Wild-type vs. modification: which is better?

From Stamatatos Laboratory, Vaccine and Infectious Disease Division

Human immunodeficiency virus (HIV) attacks the body’s immune system, thus weakening one’s ability to fight infection. There is currently no vaccine against HIV, but there are now drugs that keep the virus in check and limit symptoms. Even with the availability of drug treatment, researchers are still seeking to develop a vaccine to stop the spread of virus. One method to achieve this goal is to elicit broad neutralizing antibodies (bNAbs), which recognize multiple strains of the virus and block entry into cells. There have been many attempts to elicit bNAbs against HIV, however development is ongoing. One strategy has been to use multiple doses of differing antigens to guide the immune system to generate bNAbs. It is thought that a naïve B cell will need to be coaxed to develop a bNAb, since known bNAbs exhibit many mutations from predicted naïve sequences. Achieving this development requires multiple vaccinations with varying antigens. In order to inform this process, Dr. Stamatatos and colleagues sought to better understand the B cell population that expands after vaccination with two HIV envelope (Env) variants. The findings, recently published in PLOS Pathogens, provide information that can be used to inform future immunogen design.

Rhesus macaques were immunized with two DNA- and two protein-based vaccinations, with either a wild-type class C Env (WT) or a form of the same Env missing the variable loops and three N-linked glycosylation sites (Core). The modifications of WT to Core were done to increase antibody binding at the CD4 binding site (CD4bs) location on Env, with the goal of triggering a more neutralizing B cell response. Since the virus binds to CD4 cells using this site, blocking it with an antibody may lead to neutralization. In this study, all vaccinated animals developed serum antibodies that recognized autologous virus. Most antibodies appeared to bind the gp120 fragment of Env, and a fraction of the Core antibodies recognized the CD4bs, which was not seen for WT. In neutralization assays using WT virus and viruses lacking the glycosylation sites (viruses lacking the variable loops are nonfunctional), no antibody was able to neutralize the WT virus or heterologous viruses. However, the viruses lacking glycosylation could be neutralized by the Core immunized group. This suggests that the Core-induced antibodies can bypass the variable loops and neutralize the virus when some glycosylation sites are removed.

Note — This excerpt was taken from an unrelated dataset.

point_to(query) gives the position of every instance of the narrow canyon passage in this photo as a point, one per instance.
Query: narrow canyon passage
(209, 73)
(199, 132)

To probe further into the B cell repertoire, Illumina MiSeq deep sequencing analysis was performed. These data demonstrated that the WT-vaccinated animals had a skewing of the IGHV (variable domains of the heavy chain) towards the IGHV3 family and to a lesser extent IGHV1, IGHV4, and IGHV7. Interestingly, the Core-vaccinated animals did not show an enrichment for particular IGHV genes, which suggests that there was not specific stimulation of one gene family and that vaccination with Core stimulates a broad response rather than an enriched, low diversity response (see figure).

Immunoglobin (Ig) heavy and light chain gene usage between immunogens. Graphs highlight the number of genes with a significant positive log fold change for each group. Image provided by Dr. Stamatatos.

To determine if Core immunization produced antibodies better suited for neutralization (or development into future neutralizers), antibodies of either the CD4bs group or non-CD4bs group were compared. Of total Core antibodies, 4.5-8.6% were CD4bs antibodies and only about 0.003-0.02% were neutralizing. Within this CD4bs population, 79 heavy chain and 31 light chains were fully sequenced from non-neutralizing binders. The majority of these sequences were IGHV3 or IGHV4 alleles. In the neutralizing population, 14 paired heavy and light chain sequences were isolated. Of the 14, six antibodies were clonally related (IGHV2-Korf1) and two had unique sequences. Looking closer, the CDRH3 or CDRL3 lengths were between 12-16  and 8-11 amino acids respectively. They also showed 2-9% somatic hypermutation, and like the serum data, did not neutralize WT virus but only the modified versions. From epitope mapping data, the group hypothesized that the neutralizing antibodies bound to gp120 around the CD4bs.

Overall, this study demonstrates that the B cell repertoire that is elicited by vaccination is dependent on the antigen given. The alleles selected for by each vaccination demonstrate that the WT antigen probably contains more epitopes than the modified Core antigen. However, Core seems to better present the CD4bs pocket, which is a good neutralizing target, as compared to WT. This knowledge and technique suggest that immunogen designs that favor reducing non-neutralizing epitopes on antigens may increase the affinity of the antibodies for neutralizing epitopes.

Yacoob C, Lange MD, Cohen K, Lathia K, Feng J, Glenn J, Carbonetti S, Oliver B, Vigdorovich V, Sather DN, Stamatatos L. 2018. B cell clonal lineage alterations upon recombinant HIV-1 envelope immunization of rhesus macaques. PLoS Pathog, 14(6), e1007120.

Funding provided by the National Institutes of Health.

Fred Hutch/UW Cancer Consortium faculty member Dr. Leonidas Stamatatos contributed to this research.